You wanting Chef to graft AND cook? Or if you plan to cook, wouldn't that be like trying to take Richard Petty for a drive? 

I'm going to try the Jenter next season, time just got away this summer to experiment making our own queens. I think I could graft, the eyes are still OK (don't need glasses YET at 49), but after talking to some Jenter users, this is going to be my choice of methods.


----------



## Scott J. (Feb 6, 2007)

Swobee said:'You wanting Chef to graft AND cook? Or if you plan to cook, wouldn't that be like trying to take Richard Petty for a drive?' 

As far as cooking goes, I can burn water with the best of them! Now the grafting part would be for Isaac's enjoyment. I bought a nuc from him this spring and had a small hickup with it after I brought it home.
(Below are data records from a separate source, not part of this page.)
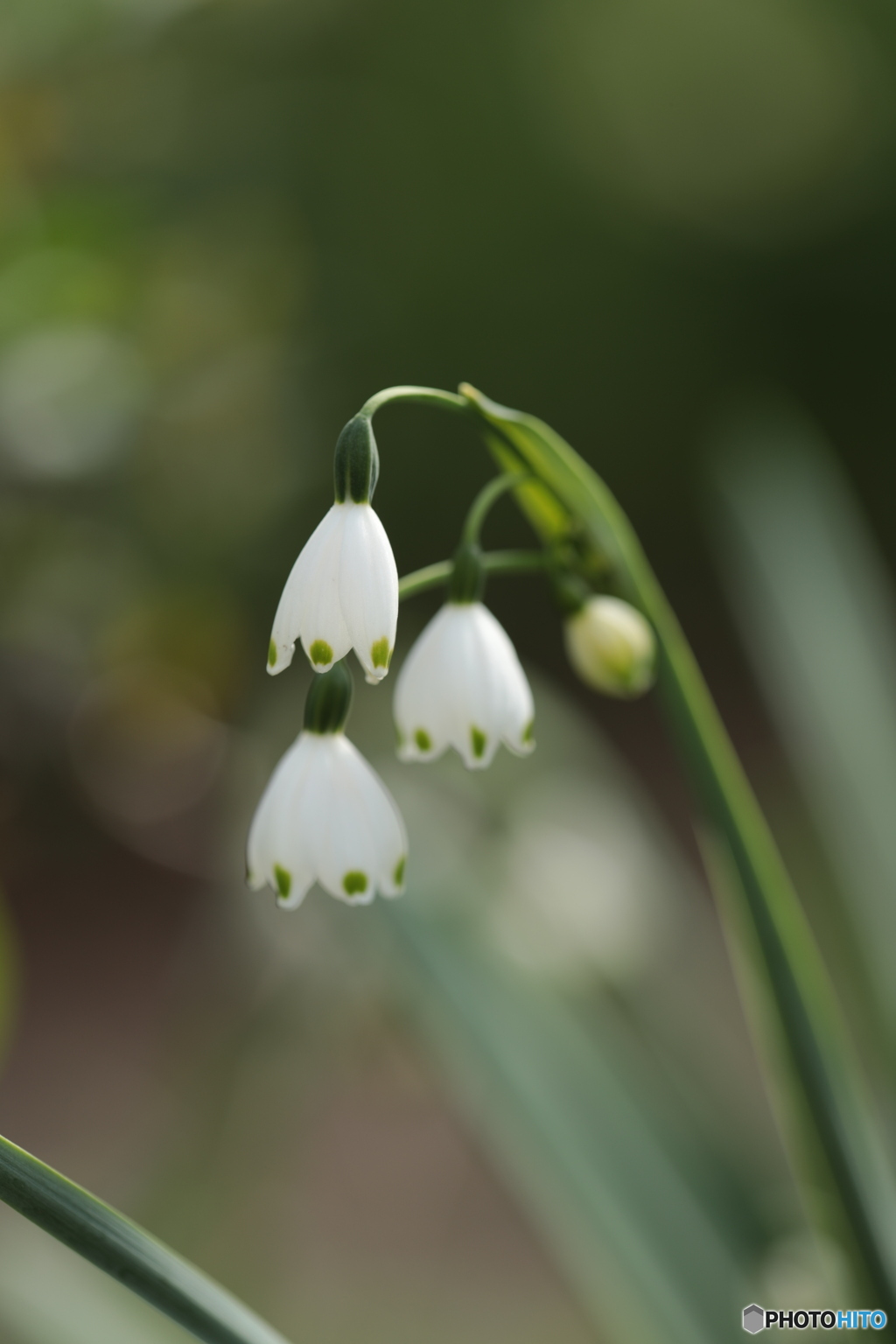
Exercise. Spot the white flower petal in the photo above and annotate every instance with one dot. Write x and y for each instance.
(462, 684)
(421, 706)
(363, 840)
(326, 816)
(323, 631)
(277, 850)
(289, 619)
(368, 589)
(516, 710)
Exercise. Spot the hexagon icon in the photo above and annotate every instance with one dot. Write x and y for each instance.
(754, 1319)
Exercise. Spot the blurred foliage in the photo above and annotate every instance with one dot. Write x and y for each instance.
(223, 225)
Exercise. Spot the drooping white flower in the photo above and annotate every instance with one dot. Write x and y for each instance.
(326, 815)
(341, 594)
(462, 686)
(343, 589)
(612, 647)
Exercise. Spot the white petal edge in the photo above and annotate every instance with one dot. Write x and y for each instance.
(368, 589)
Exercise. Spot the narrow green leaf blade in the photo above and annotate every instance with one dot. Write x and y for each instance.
(648, 1261)
(127, 1253)
(832, 1133)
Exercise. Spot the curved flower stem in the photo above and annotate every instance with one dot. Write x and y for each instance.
(815, 1080)
(127, 1253)
(494, 562)
(424, 396)
(488, 496)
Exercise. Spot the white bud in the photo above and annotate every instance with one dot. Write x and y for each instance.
(612, 647)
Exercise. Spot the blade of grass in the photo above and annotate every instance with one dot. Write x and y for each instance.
(830, 1130)
(818, 621)
(127, 1251)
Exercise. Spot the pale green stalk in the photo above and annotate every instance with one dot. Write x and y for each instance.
(815, 1081)
(127, 1251)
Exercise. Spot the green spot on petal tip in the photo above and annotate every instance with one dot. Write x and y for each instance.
(320, 654)
(381, 654)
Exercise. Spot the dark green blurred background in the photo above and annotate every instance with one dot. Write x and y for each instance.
(223, 225)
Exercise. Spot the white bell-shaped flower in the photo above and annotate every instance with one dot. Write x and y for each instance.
(462, 686)
(326, 815)
(612, 647)
(343, 589)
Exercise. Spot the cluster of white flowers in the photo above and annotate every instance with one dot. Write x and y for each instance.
(326, 815)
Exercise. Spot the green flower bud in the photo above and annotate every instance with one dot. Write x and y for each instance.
(612, 647)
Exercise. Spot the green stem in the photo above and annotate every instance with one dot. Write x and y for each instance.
(821, 1098)
(424, 396)
(127, 1253)
(494, 562)
(488, 496)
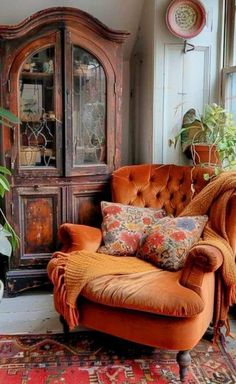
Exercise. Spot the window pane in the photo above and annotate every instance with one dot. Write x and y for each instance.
(230, 99)
(89, 109)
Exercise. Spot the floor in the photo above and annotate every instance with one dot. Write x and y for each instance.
(34, 313)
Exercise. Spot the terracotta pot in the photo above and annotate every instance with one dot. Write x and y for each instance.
(205, 154)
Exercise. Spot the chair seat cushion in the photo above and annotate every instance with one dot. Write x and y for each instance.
(158, 292)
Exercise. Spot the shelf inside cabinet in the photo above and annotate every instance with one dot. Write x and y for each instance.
(29, 75)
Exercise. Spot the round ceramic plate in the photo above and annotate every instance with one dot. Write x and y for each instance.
(185, 18)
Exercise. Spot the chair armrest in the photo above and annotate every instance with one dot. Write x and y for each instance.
(201, 259)
(75, 237)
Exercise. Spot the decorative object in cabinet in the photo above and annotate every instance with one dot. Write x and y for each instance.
(62, 74)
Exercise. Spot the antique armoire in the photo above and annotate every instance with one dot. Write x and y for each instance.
(61, 73)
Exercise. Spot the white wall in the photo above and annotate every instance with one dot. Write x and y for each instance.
(172, 81)
(142, 72)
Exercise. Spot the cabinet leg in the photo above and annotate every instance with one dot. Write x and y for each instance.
(184, 360)
(66, 329)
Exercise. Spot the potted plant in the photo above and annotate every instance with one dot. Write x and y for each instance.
(209, 138)
(8, 238)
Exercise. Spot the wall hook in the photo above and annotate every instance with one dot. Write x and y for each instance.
(188, 47)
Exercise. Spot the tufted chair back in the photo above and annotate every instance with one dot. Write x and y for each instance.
(158, 186)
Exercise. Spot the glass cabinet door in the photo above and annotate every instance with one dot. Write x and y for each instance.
(37, 111)
(88, 109)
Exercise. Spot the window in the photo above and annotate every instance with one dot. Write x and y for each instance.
(229, 70)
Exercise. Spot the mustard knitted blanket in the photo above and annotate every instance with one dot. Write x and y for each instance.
(71, 272)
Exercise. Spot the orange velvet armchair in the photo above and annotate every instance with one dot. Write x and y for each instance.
(184, 300)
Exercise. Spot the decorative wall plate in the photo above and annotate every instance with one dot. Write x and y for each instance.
(185, 18)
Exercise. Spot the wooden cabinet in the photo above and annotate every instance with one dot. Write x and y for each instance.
(61, 72)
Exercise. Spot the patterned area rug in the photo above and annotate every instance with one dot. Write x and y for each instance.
(95, 358)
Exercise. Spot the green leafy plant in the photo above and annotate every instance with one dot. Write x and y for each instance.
(8, 237)
(215, 128)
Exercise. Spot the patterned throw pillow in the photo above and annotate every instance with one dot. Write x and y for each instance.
(168, 246)
(124, 225)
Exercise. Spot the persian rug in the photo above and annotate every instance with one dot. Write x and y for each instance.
(95, 358)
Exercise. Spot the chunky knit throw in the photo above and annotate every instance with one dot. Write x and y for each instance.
(71, 272)
(213, 200)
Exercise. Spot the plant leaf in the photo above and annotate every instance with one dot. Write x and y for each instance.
(4, 182)
(4, 170)
(9, 116)
(206, 176)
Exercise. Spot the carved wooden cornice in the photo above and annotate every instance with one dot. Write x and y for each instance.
(64, 15)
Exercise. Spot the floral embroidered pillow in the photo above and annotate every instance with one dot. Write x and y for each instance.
(168, 246)
(124, 225)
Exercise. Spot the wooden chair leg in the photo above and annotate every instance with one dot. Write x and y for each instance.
(66, 329)
(184, 360)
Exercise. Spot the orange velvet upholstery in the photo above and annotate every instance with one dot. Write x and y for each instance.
(158, 186)
(179, 316)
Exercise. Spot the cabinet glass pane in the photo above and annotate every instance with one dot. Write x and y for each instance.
(89, 109)
(38, 128)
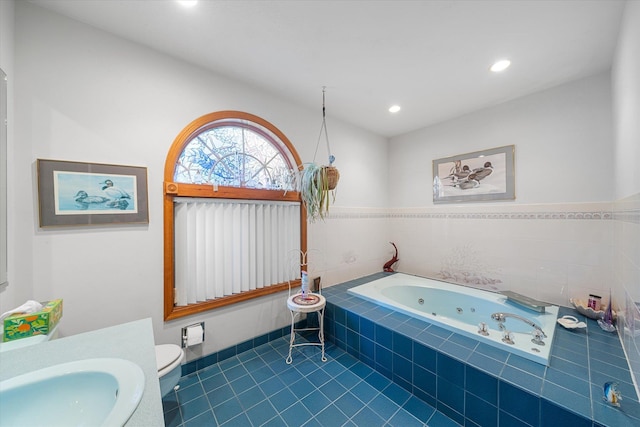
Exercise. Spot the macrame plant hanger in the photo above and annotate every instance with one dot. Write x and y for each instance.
(332, 173)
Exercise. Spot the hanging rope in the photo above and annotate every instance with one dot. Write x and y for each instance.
(323, 127)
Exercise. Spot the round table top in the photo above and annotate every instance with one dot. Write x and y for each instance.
(306, 304)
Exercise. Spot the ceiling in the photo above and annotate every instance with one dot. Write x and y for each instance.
(429, 57)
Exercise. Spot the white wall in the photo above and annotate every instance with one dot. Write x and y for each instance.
(84, 95)
(7, 293)
(562, 138)
(626, 109)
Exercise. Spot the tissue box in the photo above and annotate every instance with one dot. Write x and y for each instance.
(41, 322)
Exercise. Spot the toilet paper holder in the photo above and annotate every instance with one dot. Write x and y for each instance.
(185, 334)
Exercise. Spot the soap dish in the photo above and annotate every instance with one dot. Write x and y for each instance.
(570, 322)
(587, 311)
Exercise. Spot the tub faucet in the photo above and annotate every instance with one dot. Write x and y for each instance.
(538, 333)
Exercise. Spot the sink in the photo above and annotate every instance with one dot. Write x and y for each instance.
(89, 392)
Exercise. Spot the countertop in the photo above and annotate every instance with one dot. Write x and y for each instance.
(132, 341)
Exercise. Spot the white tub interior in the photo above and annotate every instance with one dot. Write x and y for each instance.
(461, 309)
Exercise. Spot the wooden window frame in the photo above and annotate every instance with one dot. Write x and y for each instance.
(173, 189)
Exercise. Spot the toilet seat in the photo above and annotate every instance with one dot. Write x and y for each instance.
(168, 356)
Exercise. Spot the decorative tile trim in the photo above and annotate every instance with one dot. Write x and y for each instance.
(632, 216)
(560, 215)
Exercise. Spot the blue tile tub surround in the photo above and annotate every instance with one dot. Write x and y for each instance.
(479, 385)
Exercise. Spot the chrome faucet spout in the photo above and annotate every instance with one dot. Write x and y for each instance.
(501, 317)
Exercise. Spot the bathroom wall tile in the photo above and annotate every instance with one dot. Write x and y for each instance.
(481, 385)
(404, 419)
(402, 345)
(353, 321)
(479, 411)
(353, 341)
(424, 357)
(519, 403)
(561, 379)
(493, 352)
(418, 409)
(367, 328)
(384, 337)
(486, 363)
(522, 379)
(425, 380)
(506, 419)
(562, 417)
(206, 418)
(296, 412)
(454, 350)
(526, 365)
(367, 348)
(450, 394)
(348, 379)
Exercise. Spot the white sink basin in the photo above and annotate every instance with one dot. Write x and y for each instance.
(90, 392)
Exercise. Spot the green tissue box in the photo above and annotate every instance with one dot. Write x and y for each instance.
(27, 325)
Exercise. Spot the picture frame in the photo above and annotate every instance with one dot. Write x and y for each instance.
(84, 194)
(487, 175)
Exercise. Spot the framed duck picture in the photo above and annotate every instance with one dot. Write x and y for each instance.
(486, 175)
(77, 193)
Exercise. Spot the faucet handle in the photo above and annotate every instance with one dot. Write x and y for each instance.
(537, 337)
(507, 337)
(483, 329)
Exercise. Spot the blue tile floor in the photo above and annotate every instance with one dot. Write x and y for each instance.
(257, 388)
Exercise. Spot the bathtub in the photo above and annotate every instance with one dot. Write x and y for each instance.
(462, 309)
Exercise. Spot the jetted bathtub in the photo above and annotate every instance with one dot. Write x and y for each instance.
(466, 311)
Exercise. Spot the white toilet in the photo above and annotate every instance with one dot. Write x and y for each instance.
(169, 359)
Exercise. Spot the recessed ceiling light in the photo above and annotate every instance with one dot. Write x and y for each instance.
(188, 3)
(501, 65)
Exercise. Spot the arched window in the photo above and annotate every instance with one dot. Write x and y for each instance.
(231, 213)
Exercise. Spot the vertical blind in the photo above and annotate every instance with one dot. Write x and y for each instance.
(226, 246)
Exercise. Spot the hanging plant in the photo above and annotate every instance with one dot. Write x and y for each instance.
(317, 189)
(317, 183)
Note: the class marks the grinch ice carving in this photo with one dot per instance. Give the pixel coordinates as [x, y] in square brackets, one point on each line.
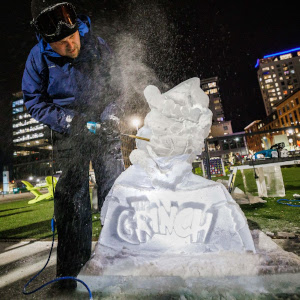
[158, 203]
[177, 125]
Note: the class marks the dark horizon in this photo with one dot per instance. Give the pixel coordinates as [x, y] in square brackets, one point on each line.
[182, 40]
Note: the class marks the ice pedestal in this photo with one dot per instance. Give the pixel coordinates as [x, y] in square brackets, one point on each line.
[199, 216]
[195, 230]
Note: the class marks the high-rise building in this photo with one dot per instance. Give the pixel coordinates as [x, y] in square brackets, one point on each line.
[278, 76]
[31, 151]
[211, 87]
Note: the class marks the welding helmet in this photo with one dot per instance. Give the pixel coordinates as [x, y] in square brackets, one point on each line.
[53, 20]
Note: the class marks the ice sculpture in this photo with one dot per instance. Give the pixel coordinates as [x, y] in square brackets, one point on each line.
[158, 204]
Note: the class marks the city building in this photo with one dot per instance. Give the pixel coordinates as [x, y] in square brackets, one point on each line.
[283, 125]
[278, 76]
[224, 146]
[31, 150]
[211, 87]
[220, 129]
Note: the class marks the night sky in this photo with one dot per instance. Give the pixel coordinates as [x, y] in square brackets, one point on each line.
[181, 39]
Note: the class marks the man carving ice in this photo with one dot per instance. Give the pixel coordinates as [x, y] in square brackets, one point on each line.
[65, 85]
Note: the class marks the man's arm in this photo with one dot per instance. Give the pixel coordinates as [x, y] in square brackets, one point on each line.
[36, 99]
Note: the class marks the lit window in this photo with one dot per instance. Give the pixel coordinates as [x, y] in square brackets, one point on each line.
[286, 56]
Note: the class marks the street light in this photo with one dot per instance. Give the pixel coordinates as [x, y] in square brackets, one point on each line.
[136, 122]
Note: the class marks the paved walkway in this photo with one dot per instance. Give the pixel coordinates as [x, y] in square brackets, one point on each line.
[16, 197]
[20, 261]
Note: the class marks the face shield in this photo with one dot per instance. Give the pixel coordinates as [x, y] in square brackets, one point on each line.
[56, 22]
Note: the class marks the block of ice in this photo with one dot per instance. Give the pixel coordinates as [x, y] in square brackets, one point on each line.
[158, 206]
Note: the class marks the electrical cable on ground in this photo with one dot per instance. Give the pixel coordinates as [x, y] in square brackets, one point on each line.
[53, 237]
[289, 204]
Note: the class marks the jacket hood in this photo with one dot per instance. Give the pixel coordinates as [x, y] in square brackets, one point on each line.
[84, 26]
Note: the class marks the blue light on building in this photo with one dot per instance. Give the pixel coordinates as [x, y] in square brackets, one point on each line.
[278, 53]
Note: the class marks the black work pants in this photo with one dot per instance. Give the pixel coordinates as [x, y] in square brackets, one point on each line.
[72, 205]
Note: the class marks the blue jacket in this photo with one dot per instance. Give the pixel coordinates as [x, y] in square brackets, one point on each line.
[55, 88]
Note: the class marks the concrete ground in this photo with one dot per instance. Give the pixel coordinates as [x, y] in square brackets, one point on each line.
[20, 261]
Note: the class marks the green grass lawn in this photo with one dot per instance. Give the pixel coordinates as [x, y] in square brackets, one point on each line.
[272, 216]
[19, 220]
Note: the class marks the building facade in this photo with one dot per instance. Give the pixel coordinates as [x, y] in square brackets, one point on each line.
[280, 126]
[278, 76]
[31, 150]
[211, 87]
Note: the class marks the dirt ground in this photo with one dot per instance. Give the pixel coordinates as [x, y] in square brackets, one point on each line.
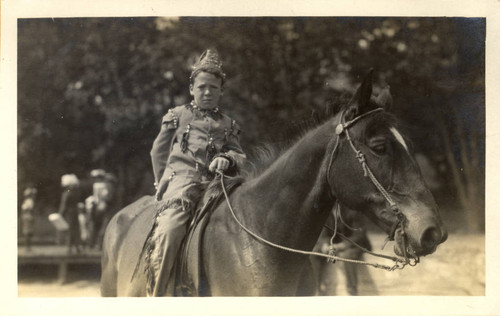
[457, 268]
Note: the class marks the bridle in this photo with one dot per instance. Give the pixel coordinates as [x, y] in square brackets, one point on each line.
[398, 226]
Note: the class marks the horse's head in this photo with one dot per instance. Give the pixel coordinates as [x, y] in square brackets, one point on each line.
[372, 170]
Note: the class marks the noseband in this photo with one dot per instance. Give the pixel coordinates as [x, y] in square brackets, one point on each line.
[400, 219]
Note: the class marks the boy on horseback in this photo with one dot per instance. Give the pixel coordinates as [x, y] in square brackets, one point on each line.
[195, 140]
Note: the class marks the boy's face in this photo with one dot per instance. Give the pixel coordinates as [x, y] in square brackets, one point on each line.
[206, 90]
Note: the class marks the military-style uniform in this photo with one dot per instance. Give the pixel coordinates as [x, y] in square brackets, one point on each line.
[189, 139]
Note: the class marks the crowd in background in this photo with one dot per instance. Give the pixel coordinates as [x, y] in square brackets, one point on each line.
[86, 205]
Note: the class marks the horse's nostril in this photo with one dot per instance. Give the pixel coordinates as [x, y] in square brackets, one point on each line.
[444, 237]
[430, 238]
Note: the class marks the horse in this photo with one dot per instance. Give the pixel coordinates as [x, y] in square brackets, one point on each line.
[357, 158]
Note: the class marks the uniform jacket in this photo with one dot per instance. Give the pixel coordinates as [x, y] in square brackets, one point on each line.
[189, 139]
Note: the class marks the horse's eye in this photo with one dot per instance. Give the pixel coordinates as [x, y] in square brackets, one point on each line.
[378, 145]
[380, 148]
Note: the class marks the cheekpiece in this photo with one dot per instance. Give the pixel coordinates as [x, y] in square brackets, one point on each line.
[208, 61]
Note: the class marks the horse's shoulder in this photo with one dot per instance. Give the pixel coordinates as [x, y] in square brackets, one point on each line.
[126, 216]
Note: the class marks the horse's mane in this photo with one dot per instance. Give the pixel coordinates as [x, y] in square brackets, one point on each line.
[261, 156]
Isaac drove out to my place to take care of it and in the process he brought an extra queen just in case that was needed. Long story longer... he took a few brood frames out of a hive that had a ferel queen that I caught last summer and made another nuc. The feral queen he noticed was doing very well and I had offered him the opertunity to graft some larvae. As far as me cooking something and not killing all his taste buds.....He would be taking a big chance!


----------



## Chef Isaac (Jul 26, 2004)

Scott: We really need to hook up and do this. I need to check my schedule and get back to you. When are your days off? I have Monday off.


----------



## Chef Isaac (Jul 26, 2004)

And JUST FORTHE RECORD: I am an easy person to please. Simple cooking is the best.


----------



## Scott J. (Feb 6, 2007)

Hey Chef,
My normal days off are Saturday and Sunday. If your not able to Come by on those days I could take a day of vacation on a Monday. Let me know what works for you. I'll confine the queen on a comb that you can either take with you to graft at my house or take back home and do it there. We Can make an afternoon of it. Scott


----------



## Michael Bush (Aug 2, 2002)

I reuse them all.


----------